Romney unveils economic plan

Zachary Roth

President Obama isn't the only candidate for the White House who's set to give a major speech on the economy this week. One of his main rivals, former Massachusetts governor Mitt Romney, will lay out his own job creation plans this afternoon. And in an op-ed in USA Today, Romney offered a sneak peek at some of what he'll say:

• As an overriding principle, Romney writes, his plan will rest on "the conservative premise that government itself cannot create jobs" -- something that might come as news to the millions of Americans, including members of the military, who work for federal, state, and local governments.

• Romney wants to eliminate taxes on interest, dividends and capital gains, but only for "middle-income taxpayers." In today's Republican party, that counts as a relatively moderate stance: Former Utah governor Jon Huntsman, who's reputed to be the most moderate candidate in the GOP field, said last week he would scrap those taxes across the board.

• Like many of his rivals, Romney wants a constitutional amendment to require a balanced budget. The idea has been a favorite of conservative activists, but would likely require huge cuts in popular programs such as Social Security and Medicare, and stands almost no chance of being enacted.

• Obama's decision to open up more areas for off-shore oil drilling was hammered by environmentalists. But Romney contends that Obama hasn't been friendly enough to energy exploration. "We are an energy-rich country that, thanks to environmental extremism, has chosen to live like an energy-poor country," he writes. "That has to end."

• As he has before, Romney calls for the elimination of Obama's health-care law, the Affordable Care Act of 2010 (ACA). Of course, Romney has been criticized by other Republicans for championing a Massachusetts law that's very similar to ACA. He has argued in response that the law was right for his state, but not for the entire country.

• Romney calls for an overhaul of the "overly complex and inefficient" tax system, and suggests that he'd lower the corporate tax rate, which he says "leaves U.S. firms at a competitive disadvantage." Obama and many of Romeny's fellow GOPers have backed a similar overhaul.

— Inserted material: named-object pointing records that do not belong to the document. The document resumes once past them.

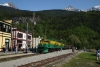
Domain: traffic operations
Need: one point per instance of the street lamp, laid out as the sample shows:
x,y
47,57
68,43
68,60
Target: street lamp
x,y
34,23
33,36
27,37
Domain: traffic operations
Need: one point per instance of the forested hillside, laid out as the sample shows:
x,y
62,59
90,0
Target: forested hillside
x,y
81,29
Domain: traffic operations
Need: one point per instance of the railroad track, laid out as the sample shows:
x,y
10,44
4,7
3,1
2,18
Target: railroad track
x,y
46,61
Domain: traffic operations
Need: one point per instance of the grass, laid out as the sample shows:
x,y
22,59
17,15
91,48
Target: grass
x,y
86,59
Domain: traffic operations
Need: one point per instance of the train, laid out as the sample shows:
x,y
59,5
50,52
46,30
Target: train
x,y
47,45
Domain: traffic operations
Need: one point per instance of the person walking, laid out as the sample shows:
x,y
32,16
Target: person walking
x,y
16,50
4,48
97,54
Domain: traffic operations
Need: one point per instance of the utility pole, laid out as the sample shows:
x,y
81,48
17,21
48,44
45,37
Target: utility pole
x,y
33,30
27,38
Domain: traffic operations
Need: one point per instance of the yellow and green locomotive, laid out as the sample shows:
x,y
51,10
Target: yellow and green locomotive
x,y
47,45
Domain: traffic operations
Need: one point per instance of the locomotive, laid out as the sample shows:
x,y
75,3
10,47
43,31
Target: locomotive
x,y
47,45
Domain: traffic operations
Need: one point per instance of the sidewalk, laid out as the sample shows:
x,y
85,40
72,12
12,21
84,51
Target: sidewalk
x,y
13,54
25,60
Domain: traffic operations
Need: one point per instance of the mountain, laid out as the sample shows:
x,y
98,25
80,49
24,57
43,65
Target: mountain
x,y
95,8
70,8
9,4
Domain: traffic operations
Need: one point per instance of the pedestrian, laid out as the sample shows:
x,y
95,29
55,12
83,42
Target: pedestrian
x,y
4,48
84,49
97,54
16,50
73,49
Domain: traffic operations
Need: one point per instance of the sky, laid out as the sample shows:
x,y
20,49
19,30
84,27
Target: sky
x,y
38,5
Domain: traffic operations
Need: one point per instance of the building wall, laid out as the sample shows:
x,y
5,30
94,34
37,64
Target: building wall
x,y
5,35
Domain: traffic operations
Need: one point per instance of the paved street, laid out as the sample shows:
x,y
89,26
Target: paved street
x,y
18,62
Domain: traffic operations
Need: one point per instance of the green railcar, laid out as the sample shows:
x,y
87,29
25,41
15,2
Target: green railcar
x,y
46,46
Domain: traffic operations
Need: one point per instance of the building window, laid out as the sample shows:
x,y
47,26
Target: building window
x,y
1,26
19,35
29,37
9,30
4,28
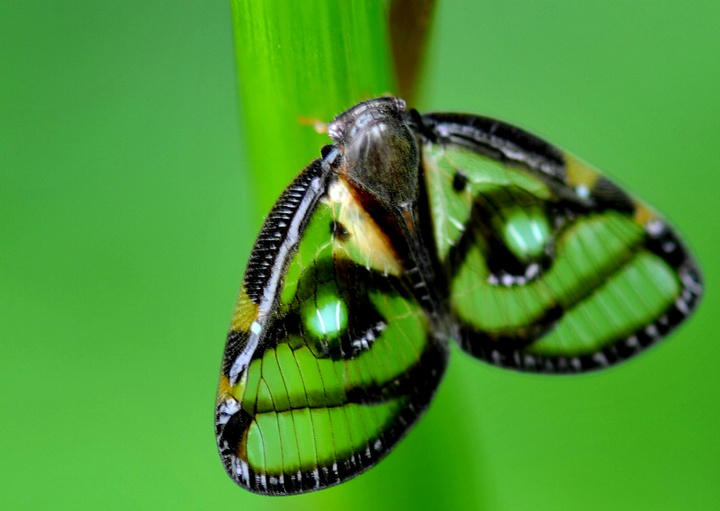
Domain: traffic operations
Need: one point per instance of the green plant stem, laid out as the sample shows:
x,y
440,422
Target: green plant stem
x,y
299,63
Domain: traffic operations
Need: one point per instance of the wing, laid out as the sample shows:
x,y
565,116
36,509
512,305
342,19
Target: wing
x,y
551,267
329,359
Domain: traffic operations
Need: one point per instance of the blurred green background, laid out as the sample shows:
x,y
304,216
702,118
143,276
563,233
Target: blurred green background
x,y
126,218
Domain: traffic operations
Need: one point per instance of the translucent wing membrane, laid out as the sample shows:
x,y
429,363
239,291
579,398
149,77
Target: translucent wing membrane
x,y
330,359
412,230
552,267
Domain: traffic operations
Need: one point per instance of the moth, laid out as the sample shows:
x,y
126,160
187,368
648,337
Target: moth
x,y
409,233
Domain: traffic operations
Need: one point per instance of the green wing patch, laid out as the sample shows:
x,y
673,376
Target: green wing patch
x,y
345,361
552,271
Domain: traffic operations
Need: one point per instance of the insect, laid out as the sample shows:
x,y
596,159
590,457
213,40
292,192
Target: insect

• Romney puts himself firmly in the pro-international-trade wing of his party. He wants to create the "Reagan Economic Zone," which he describes as "a partnership among countries committed to free enterprise and free trade."

• Taking a swipe at Obama, Romney says the president has "raised or threatened to raise taxes on both individuals and businesses." The phrasing is too clever by half: In fact, Obama has mostly lowered taxes. Some analysts have argued nonetheless that simply by raising the possibility that taxes could go up in the future--for instance, by calling for an end to the Bush tax cuts on high-earners--Obama has depressed business confidence, leading to low job growth. Romney appears to be endorsing that argument, which is debatable at best.